2,4-Di­nitro­benzaldehyde hydrazone

aKey Laboratory of Bioorganic Phosphorus Chemistry & Chemical Biology, Ministry of Education, Department of Chemistry, Tsinghua University, Beijing 100084, People's Republic of China, bDepartment of Chemistry, Tsinghua University, Beijing 100084, People's Republic of China, cKey Laboratory of Chemical Biology, Guangdong Province, Graduate School at Shenzhen, Tsinghua University, Shenzhen 518055, People's Republic of China, and dSchool of Medicine, Tsinghua University, Beijing 100084, People's Republic of China
*Correspondence e-mail: jiangyy@sz.tsinghua.edu.cn

(Received 17 March 2008; accepted 19 March 2008; online 29 March 2008)

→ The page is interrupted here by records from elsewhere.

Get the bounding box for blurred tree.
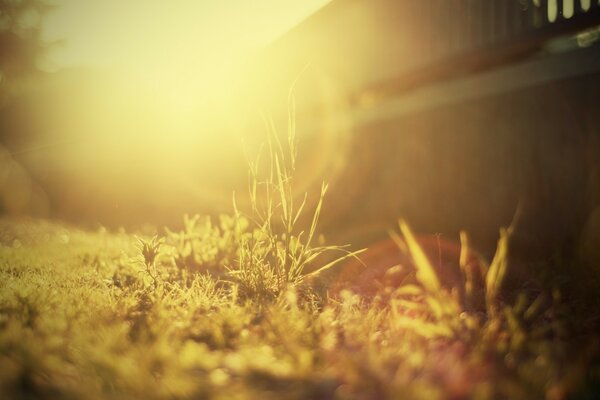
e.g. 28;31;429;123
0;0;51;107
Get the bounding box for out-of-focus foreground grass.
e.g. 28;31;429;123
0;217;598;399
0;132;600;399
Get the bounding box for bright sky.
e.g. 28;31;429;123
44;0;329;71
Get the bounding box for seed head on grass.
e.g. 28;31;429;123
137;236;164;286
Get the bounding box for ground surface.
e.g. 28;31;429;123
0;220;600;399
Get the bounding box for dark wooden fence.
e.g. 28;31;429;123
246;0;600;284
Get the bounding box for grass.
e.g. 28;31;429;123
0;117;599;399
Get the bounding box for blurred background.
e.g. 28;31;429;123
0;0;600;272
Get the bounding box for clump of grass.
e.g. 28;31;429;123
159;96;361;302
228;115;360;299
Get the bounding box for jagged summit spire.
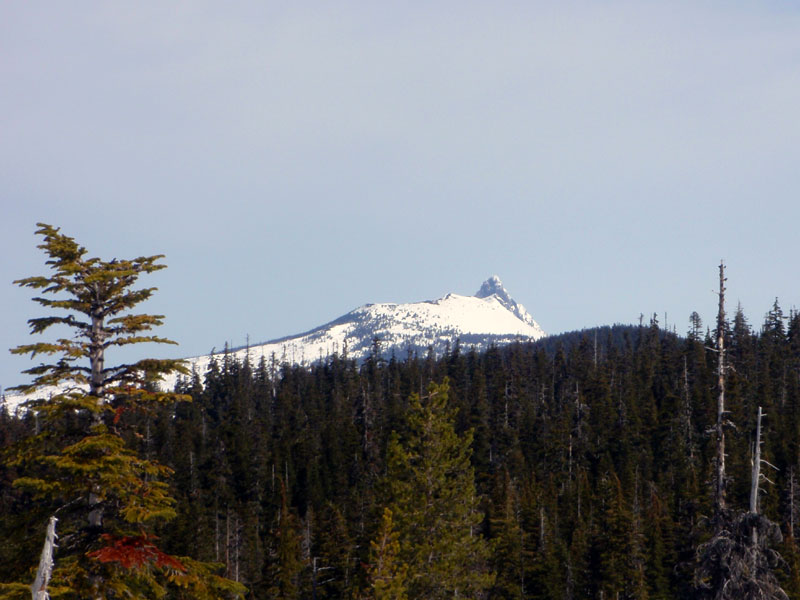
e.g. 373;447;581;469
475;275;510;300
475;275;544;334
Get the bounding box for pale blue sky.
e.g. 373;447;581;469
0;1;800;387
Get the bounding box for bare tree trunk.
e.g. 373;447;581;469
750;406;762;514
31;516;58;600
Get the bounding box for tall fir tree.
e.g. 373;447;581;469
0;223;244;600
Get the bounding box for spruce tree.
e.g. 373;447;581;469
0;223;244;599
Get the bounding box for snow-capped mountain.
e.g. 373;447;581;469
1;275;545;407
167;275;545;390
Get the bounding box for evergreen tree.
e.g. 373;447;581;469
366;508;408;600
0;224;244;599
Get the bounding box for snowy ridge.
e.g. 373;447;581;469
6;275;545;408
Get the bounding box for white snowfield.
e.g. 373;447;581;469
1;275;545;407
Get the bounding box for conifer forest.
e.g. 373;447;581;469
0;225;800;600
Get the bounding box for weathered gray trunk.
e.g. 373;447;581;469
31;516;58;600
750;406;762;513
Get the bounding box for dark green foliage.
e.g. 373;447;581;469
0;264;800;600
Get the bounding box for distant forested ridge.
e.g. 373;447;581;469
0;308;800;600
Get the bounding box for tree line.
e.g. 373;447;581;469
0;224;800;600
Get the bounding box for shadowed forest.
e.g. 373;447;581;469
0;310;800;599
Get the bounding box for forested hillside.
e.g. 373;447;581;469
0;308;800;599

The title compound, C7H6N4O4, plays an important role in the synthesis of biologically active compounds. The planar hydrazone group is oriented at a dihedral angle of 8.27 (3)° with respect to the benzene ring. In the crystal structure, inter­molecular N—H⋯O and N—H⋯N hydrogen bonds link the mol­ecules.

Related literature

For related literature, see: Allen et al. (1987[Allen, F. H., Kennard, O., Watson, D. G., Brammer, L., Orpen, A. G. & Taylor, R. (1987). J. Chem. Soc. Perkin Trans. 2, pp. S1-19.]); Chaulk et al. (2007[Chaulk, S. G. & MacMillan, A. M. (2007). Nat. Protoc. 2, 1052-1058.]); Kawakami et al. (2000[Kawakami, T., Uehata, K. & Suzuki, H. (2000). Org. Lett. 2, 413-415.]); Moreno-Mañas et al. (2001[Moreno-Mañas, M., Pleixats, R., Andreu, R., Garín, J., Orduna, J., Villacampa, B., Levillain, E. & Sallé, M. (2001). J. Mater. Chem. 11, 374-380.]).

[Scheme 1]

Experimental

Crystal data
  • C7H6N4O4

  • Mr = 210.16

  • Triclinic, [P \overline 1]

  • a = 4.5839 (7) Å

  • b = 9.6840 (16) Å

  • c = 9.9287 (15) Å

  • α = 90.785 (12)°

  • β = 96.149 (11)°

  • γ = 98.955 (13)°

  • V = 432.66 (12) Å3

  • Z = 2

  • Mo Kα radiation

  • μ = 0.14 mm−1

  • T = 295 (2) K

  • 0.4 × 0.3 × 0.2 mm

Data collection
  • Bruker P4 diffractometer

  • Absorption correction: none

  • 2238 measured reflections

  • 1616 independent reflections

  • 1160 reflections with I > 2σ(I)

  • Rint = 0.026

  • 3 standard reflections every 97 reflections intensity decay: none

Refinement
  • R[F2 > 2σ(F2)] = 0.048

  • wR(F2) = 0.116

  • S = 1.07

  • 1616 reflections

  • 136 parameters

  • H-atom parameters constrained

  • Δρmax = 0.16 e Å−3

  • Δρmin = −0.18 e Å−3

Table 1
Hydrogen-bond geometry (Å, °)

D—H⋯A D—H H⋯A DA D—H⋯A
N1—H1B⋯O1i 0.90 2.52 3.305 (3) 146
N1—H1C⋯N2ii 0.90 2.34 3.123 (4) 146
Symmetry codes: (i) -x+2, -y, -z+1; (ii) -x+2, -y, -z.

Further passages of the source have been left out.